Arab Conquest of Persia: Music the Orphan of Persian Culture

  June 16, 2021   Read time 2 min
Arab Conquest of Persia: Music the Orphan of Persian Culture
If the coming of Islam gave to Persian music a particular direction, it performed a serious disservice at the same time, for although the Arabs looked with favor on the theory of music, they disapproved of the practice. 

Thus, the Islamic prohibition against music eliminated for Persian music what was the most important stimulus to music in the West—the patronage of the church. In the face of opposition from religious leaders, Persian art music was driven underground and kept alive only in the privacy of the royal court or the nobleman's home, out of public view. Even though the effectiveness of the prohibition varied from century to century depending on the relative power of the king and the clergy, the social pressures against the performance of music resulting from this attitude did serve to keep Persian music from extensive technical development over a period of many centuries.
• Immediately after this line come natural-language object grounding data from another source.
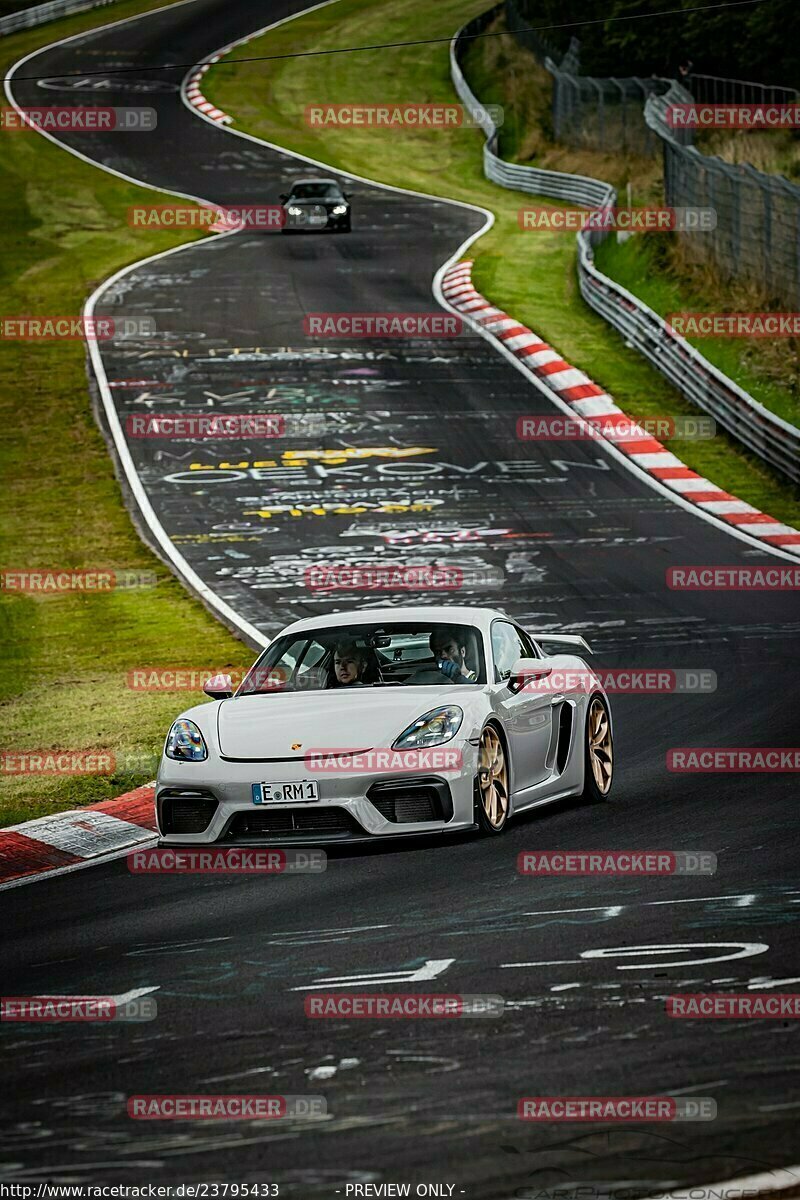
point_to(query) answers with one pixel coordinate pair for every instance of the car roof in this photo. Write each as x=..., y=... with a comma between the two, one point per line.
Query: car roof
x=445, y=615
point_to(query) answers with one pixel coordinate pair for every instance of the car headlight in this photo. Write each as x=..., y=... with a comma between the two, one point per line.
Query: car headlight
x=185, y=743
x=432, y=729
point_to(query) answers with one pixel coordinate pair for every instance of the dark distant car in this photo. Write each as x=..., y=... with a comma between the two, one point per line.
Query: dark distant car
x=316, y=204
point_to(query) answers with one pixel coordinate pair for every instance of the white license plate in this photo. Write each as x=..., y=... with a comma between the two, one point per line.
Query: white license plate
x=286, y=793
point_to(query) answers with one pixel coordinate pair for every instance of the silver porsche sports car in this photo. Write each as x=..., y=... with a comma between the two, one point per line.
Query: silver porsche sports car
x=316, y=204
x=372, y=724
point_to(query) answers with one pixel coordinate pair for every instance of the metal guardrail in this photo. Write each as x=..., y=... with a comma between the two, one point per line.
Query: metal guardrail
x=43, y=12
x=758, y=214
x=765, y=435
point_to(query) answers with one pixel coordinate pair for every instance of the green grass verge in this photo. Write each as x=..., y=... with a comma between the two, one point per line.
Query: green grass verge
x=66, y=657
x=529, y=274
x=655, y=268
x=645, y=265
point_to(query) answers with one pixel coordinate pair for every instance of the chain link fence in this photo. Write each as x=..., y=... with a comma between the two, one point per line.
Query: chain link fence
x=757, y=235
x=765, y=435
x=589, y=112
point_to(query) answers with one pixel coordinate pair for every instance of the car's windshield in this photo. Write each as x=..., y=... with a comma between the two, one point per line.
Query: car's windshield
x=380, y=655
x=316, y=192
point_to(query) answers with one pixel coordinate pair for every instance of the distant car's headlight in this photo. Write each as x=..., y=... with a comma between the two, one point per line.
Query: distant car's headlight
x=185, y=743
x=432, y=729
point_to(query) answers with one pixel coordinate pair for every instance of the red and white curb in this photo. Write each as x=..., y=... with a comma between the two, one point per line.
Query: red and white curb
x=194, y=93
x=68, y=840
x=587, y=399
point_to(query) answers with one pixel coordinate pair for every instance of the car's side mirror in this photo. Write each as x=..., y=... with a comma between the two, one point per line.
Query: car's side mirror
x=218, y=687
x=525, y=671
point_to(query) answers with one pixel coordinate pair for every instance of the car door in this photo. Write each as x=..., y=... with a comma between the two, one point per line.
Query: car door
x=525, y=714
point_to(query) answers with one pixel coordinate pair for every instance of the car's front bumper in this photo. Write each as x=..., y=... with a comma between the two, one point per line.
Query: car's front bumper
x=352, y=805
x=316, y=223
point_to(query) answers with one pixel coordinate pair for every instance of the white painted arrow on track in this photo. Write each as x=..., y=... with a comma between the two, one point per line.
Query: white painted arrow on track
x=429, y=970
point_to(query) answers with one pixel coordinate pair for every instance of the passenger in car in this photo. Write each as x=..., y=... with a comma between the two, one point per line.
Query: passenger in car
x=349, y=665
x=451, y=655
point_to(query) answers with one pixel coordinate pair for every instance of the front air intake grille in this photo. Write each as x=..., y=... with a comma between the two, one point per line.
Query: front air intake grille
x=186, y=811
x=288, y=823
x=405, y=801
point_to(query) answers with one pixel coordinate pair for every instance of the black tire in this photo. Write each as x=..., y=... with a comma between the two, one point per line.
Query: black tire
x=595, y=754
x=492, y=813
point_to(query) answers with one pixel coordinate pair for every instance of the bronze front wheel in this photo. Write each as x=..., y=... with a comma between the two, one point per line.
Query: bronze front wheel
x=492, y=783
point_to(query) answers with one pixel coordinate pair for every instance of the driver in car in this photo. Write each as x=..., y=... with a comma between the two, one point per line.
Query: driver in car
x=349, y=665
x=451, y=655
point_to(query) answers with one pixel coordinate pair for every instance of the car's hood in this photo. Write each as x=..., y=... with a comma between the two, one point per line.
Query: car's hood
x=305, y=204
x=288, y=725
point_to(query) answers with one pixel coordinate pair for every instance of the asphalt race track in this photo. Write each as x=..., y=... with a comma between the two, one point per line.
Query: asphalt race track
x=561, y=535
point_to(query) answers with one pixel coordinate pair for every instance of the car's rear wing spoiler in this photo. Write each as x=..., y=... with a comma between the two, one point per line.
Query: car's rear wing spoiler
x=563, y=641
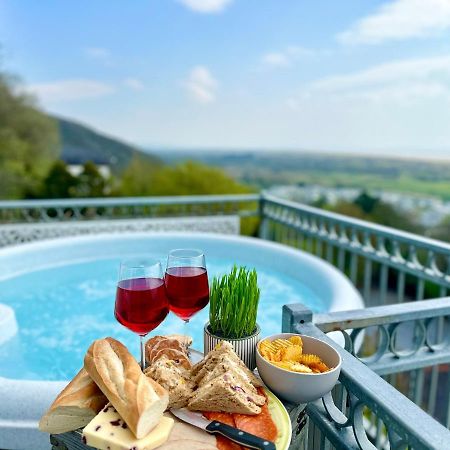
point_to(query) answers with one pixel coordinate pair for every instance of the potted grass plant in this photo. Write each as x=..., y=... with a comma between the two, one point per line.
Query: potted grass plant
x=233, y=308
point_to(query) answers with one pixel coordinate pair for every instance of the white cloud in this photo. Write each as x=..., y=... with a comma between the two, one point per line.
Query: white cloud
x=134, y=84
x=276, y=60
x=69, y=90
x=206, y=6
x=286, y=57
x=401, y=82
x=201, y=85
x=399, y=19
x=99, y=54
The character of Persian music was also decisively affected by another series of conquests, those of the Turks and the Mongols in the eleventh through the fifteenth centuries. These years are still remembered for the cruelty of the Mongol rulers and the large-scale destruction they wrought in Persia. During this period of turbulence and horror, the Persians, responding through mysticism, wrote much of their greatest poetry. From this time onward, most musicians were members of Sufi orders. Through them Persian mysticism exerted a considerable influence on Persian music, and it is quite likely that the serious character and devotional quality of the music reflect its development by Sufi musicians. Furthermore, mystic poetry still provides the texts for all serious art music.

A major concern in this study of contemporary Persian music is recent Persian history. Here the most important factor, one that continues the pattern of Persian history, is yet another invasion, the cultural invasion of the West. With its predominant quality of secularism, this more peaceful invasion is again changing the Persian attitude toward music, just as the influence of Western music is rapidly changing the music itself. The history of Persian music was decisively shaped by all these invasions. Not only did foreign occupations influence the theory and practice of the music itself as well as the musical instruments, but they also did much to mold the character and the attitudes of the people who create this music. Because knowledge of a culture's attitudes toward its music is crucial to an understanding of the music itself, the history of Persian music will be preceded by a short review of Persian history.